Para demostrar que estaba “bien”, intentó levantarse, pero tan pronto como se movió, el familiar dolor la golpeó nuevamente, haciéndola jadear involuntariamente, frunciendo el ceño.
Al ver esto, Blake sostuvo suavemente su cintura, impidiéndole moverse, diciendo con suavidad:
—Lo siento, perdí el control anoche después de eso. No volverá a suceder.
Al oírlo decir esto, Holly se sintió avergonzada.
Aunque su cuerpo estaba ciertamente incómodo, en realidad había experimentado placer más tarde.
Pensó que la dignidad de un hombre en tales asuntos debería mantenerse adecuadamente.
Por lo tanto, fingió estar tranquila, desviando la mirada de su rostro ligeramente ruborizado, murmurando suavemente:
—Está bien, de verdad, no fue tan malo después.
Apenas terminó de hablar, escuchó una risita baja sobre ella, teñida de burla:
—Entonces… ¿continuamos esta noche?
—¿Ah?
Holly lo miró sorprendida, solo para encontrarse con sus ojos sonrientes. ¡Inmediatamente se dio cuenta de que estaba bromeando de nuevo!
“””
—Solo te estoy tomando el pelo.
Viéndola confundida, Blake sabiamente cedió, su masaje haciéndose más suave. —¿Tienes hambre? —la tía ya ha preparado el desayuno.
Ya fuera psicológico o porque su masaje fue realmente efectivo, Holly sintió que el dolor en su cintura disminuía notablemente.
Se levantó lentamente y fue al baño a lavarse.
Una vez lista, Blake ya estaba sentado en la larga mesa del comedor esperándola.
La mesa estaba llena de desayuno; la tía que cocinaba ya se había ido.
—Comamos primero. Como el clima está agradable hoy, te llevaré a dar un paseo.
—¿No necesitas ir a la oficina?
—El plan inicial era volver a casa para estar contigo; el trabajo en la empresa puede esperar.
Holly sintió un dulce calor en su corazón, mordiendo su tostada, su mirada posándose en su traje. —¿Entonces por qué estás vestido tan formalmente?
Blake ajustó sus gafas, lanzándole una mirada significativa. —¿No le gusta a Holly? Recuerdo que anoche parecías bastante…
—¡Está bien, está bien! ¡Deja de hablar! ¡Come!
Temiendo que pudiera decir algo que la hiciera sonrojar, Holly rápidamente pinchó un trozo de tocino y lo metió en su boca, bloqueando efectivamente cualquier otra cosa que pudiera decir.
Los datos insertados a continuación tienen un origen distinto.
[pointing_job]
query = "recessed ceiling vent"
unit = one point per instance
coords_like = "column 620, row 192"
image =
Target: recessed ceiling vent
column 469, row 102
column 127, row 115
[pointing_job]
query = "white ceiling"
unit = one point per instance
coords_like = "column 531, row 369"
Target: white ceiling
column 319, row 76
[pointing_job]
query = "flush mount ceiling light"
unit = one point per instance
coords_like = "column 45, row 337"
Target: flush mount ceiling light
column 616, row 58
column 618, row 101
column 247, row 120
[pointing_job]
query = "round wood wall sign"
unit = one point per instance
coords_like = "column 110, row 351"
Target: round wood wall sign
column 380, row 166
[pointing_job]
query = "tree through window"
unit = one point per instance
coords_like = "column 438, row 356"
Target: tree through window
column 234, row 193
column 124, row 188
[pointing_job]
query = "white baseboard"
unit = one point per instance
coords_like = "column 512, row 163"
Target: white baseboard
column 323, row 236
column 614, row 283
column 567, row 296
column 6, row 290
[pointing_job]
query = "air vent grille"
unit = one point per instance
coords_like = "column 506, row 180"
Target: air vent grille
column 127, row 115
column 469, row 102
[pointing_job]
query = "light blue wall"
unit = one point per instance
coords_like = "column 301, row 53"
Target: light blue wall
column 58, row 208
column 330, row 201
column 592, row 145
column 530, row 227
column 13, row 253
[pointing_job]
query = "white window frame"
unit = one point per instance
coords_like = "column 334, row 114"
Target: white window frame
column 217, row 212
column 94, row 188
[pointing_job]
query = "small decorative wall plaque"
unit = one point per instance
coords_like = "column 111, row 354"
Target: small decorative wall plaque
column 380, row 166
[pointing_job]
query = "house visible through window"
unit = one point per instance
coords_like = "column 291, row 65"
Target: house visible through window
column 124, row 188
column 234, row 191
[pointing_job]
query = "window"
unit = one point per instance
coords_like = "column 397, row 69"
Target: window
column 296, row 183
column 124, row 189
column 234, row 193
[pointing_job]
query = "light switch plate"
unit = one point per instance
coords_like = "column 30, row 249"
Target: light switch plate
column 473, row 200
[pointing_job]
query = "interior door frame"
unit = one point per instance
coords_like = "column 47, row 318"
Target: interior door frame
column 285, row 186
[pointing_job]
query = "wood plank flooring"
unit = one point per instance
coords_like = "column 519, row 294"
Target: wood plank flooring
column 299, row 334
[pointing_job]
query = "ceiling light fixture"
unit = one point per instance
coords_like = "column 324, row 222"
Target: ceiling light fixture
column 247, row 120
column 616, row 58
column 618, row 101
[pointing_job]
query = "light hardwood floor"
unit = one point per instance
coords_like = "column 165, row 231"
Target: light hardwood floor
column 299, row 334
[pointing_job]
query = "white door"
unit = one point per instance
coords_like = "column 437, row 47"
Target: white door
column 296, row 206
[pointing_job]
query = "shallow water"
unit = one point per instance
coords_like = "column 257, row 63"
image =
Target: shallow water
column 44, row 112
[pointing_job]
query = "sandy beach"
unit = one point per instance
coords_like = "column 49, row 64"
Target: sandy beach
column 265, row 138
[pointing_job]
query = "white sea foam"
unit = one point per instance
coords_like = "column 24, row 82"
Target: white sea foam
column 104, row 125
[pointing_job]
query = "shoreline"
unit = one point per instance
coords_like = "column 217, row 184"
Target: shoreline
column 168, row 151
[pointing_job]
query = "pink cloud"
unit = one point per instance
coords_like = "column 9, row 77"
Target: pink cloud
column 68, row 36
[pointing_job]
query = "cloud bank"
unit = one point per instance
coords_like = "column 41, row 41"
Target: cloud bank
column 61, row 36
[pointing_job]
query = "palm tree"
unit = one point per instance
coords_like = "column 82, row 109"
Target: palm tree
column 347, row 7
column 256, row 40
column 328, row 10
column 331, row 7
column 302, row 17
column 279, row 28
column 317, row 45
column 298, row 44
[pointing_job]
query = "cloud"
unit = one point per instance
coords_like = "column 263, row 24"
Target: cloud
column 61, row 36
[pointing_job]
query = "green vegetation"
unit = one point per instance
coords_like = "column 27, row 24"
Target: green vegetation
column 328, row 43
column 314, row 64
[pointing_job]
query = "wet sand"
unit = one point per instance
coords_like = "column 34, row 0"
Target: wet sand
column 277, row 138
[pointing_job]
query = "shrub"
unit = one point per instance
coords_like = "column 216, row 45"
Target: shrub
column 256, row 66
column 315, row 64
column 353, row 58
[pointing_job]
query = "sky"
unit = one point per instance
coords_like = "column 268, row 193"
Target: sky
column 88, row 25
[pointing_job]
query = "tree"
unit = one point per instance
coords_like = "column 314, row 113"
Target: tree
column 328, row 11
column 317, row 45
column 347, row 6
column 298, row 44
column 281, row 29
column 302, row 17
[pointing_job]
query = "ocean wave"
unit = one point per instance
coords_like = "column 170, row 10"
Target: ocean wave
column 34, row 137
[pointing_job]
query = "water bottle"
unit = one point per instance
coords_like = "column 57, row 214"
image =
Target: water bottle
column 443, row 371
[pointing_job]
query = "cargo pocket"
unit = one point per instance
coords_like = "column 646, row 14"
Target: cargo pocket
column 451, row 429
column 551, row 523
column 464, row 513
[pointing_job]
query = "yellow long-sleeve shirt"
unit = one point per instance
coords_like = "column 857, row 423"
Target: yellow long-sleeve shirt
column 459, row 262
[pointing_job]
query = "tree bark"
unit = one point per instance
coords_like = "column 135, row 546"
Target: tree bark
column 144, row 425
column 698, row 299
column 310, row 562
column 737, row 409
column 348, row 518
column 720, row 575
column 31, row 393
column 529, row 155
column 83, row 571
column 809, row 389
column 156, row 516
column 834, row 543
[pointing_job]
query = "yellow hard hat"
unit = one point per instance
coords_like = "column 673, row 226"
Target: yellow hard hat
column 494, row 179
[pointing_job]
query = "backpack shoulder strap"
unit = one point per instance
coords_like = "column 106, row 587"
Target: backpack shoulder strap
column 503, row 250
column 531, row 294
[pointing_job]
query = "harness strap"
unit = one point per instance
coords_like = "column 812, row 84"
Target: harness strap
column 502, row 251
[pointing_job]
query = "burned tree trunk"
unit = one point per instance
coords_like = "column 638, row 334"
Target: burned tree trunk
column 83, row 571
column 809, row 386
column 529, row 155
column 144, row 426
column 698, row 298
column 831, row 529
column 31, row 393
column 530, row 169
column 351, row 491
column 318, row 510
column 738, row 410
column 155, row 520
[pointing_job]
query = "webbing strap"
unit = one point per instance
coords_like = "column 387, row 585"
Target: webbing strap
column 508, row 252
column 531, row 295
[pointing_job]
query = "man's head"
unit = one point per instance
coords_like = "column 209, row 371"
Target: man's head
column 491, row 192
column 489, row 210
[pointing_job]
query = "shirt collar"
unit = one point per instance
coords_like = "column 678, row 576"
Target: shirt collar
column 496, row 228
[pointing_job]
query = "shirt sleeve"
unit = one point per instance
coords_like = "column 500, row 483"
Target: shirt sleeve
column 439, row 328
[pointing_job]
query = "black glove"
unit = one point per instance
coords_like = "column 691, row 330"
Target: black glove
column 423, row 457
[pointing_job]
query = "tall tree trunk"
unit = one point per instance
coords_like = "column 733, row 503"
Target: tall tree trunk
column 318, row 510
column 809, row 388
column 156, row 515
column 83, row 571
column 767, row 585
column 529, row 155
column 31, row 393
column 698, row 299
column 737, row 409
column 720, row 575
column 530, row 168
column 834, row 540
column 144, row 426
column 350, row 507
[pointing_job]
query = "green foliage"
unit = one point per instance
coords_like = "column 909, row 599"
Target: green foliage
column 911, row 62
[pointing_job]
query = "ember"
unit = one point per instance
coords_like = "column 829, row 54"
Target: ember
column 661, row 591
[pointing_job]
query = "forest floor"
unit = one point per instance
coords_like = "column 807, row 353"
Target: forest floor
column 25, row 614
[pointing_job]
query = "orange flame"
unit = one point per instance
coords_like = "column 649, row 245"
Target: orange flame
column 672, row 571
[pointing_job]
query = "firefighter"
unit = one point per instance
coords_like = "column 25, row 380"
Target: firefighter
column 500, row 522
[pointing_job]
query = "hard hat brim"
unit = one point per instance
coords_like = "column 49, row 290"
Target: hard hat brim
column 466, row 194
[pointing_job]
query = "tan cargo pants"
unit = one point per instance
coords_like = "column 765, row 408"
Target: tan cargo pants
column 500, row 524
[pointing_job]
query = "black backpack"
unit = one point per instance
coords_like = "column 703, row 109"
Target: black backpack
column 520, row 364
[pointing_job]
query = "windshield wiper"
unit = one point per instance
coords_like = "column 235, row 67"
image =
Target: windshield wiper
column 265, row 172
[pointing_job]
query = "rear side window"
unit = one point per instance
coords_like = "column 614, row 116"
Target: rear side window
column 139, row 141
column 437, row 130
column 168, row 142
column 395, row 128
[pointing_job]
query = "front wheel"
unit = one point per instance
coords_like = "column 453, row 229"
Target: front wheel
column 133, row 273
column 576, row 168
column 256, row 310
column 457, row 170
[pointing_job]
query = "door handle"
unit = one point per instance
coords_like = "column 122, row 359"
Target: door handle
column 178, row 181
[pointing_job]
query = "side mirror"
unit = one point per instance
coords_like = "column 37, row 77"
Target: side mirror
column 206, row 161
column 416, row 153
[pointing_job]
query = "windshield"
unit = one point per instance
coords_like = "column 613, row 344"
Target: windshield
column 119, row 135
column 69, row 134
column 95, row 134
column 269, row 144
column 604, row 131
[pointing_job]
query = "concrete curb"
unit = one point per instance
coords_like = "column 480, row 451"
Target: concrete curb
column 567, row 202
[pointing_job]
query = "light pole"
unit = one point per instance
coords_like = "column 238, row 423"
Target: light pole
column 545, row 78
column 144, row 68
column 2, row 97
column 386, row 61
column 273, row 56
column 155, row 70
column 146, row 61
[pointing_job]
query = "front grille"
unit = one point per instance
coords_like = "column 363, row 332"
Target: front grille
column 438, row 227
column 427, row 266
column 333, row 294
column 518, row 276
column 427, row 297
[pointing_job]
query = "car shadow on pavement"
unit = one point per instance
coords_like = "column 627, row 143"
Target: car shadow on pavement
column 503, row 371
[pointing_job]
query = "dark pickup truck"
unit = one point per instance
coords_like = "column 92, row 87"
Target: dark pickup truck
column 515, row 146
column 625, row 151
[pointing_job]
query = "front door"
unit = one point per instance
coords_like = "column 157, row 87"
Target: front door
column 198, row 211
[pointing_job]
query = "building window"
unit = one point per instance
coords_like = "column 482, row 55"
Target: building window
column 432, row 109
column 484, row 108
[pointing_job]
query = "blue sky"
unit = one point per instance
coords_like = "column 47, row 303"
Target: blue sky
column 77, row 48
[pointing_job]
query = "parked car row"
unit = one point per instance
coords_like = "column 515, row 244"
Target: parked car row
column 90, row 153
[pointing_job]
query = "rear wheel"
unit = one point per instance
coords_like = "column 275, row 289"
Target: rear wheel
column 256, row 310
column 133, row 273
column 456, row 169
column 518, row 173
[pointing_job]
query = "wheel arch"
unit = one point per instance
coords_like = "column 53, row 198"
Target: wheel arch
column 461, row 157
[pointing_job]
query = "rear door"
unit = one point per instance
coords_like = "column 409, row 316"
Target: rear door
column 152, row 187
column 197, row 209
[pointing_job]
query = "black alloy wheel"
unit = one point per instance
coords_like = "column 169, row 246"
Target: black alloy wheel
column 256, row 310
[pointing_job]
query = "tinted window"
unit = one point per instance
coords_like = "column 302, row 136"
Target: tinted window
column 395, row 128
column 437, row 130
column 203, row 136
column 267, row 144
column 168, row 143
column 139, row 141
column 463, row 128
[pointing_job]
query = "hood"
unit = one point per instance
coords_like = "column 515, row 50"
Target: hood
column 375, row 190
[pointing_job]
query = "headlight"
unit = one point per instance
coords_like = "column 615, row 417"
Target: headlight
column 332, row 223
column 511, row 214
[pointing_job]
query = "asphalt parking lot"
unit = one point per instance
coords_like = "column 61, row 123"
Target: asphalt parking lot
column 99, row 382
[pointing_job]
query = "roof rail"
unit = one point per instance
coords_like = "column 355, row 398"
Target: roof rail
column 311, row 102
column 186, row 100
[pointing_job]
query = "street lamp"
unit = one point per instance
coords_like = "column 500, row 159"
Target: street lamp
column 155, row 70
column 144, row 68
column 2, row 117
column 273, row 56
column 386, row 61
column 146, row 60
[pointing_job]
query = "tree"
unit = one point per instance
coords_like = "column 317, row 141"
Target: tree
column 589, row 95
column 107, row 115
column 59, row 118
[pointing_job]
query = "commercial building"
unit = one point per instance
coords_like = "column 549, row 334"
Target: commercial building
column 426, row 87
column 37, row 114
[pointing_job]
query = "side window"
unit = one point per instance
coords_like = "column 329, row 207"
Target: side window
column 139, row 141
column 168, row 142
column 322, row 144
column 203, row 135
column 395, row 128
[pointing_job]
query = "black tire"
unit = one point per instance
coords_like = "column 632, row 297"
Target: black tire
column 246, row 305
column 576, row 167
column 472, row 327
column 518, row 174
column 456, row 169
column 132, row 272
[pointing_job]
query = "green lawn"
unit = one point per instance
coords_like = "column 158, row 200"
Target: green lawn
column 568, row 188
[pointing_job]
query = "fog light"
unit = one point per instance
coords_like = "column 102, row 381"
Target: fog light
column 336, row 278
Masticando el tocino, Blake miró su fingida calma, el humor en sus ojos haciéndose más profundo.
En los días siguientes, Blake dejó de lado la mayor parte de su trabajo, concentrándose en salir con ella.
Caminaron de la mano por las calles de Londres, como cualquier pareja común.
Blake era un excelente guía y compañero, también un novio muy competente.
Durante estos días, su teléfono se llenó de fotos que él tomó.
Pero a decir verdad, disfrutaban más acurrucándose en la villa, saboreando su mundo para dos.
Incluso cuando simplemente cada uno hacía lo suyo, un ocasional intercambio involuntario de miradas o un simple gesto casual podía llevar al siguiente momento en que no podían evitar besarse.
Finalmente, el trueno encendió una tormenta de fuego que se salió de control.
En las profundidades del amor, Holly casi olvidó informar sobre su estado reciente al Director Lennon, que estaba lejos en casa.
Una tarde, cuando comenzó a llover en Londres, tuvieron que cancelar su salida planeada.
Blake tuvo una llamada repentina en el estudio, mientras Holly se sentó cerca en el sofá viendo una película.
A mitad de camino, Blake salió momentáneamente, y cuando regresó, sostenía una humeante taza de agua con azúcar morena.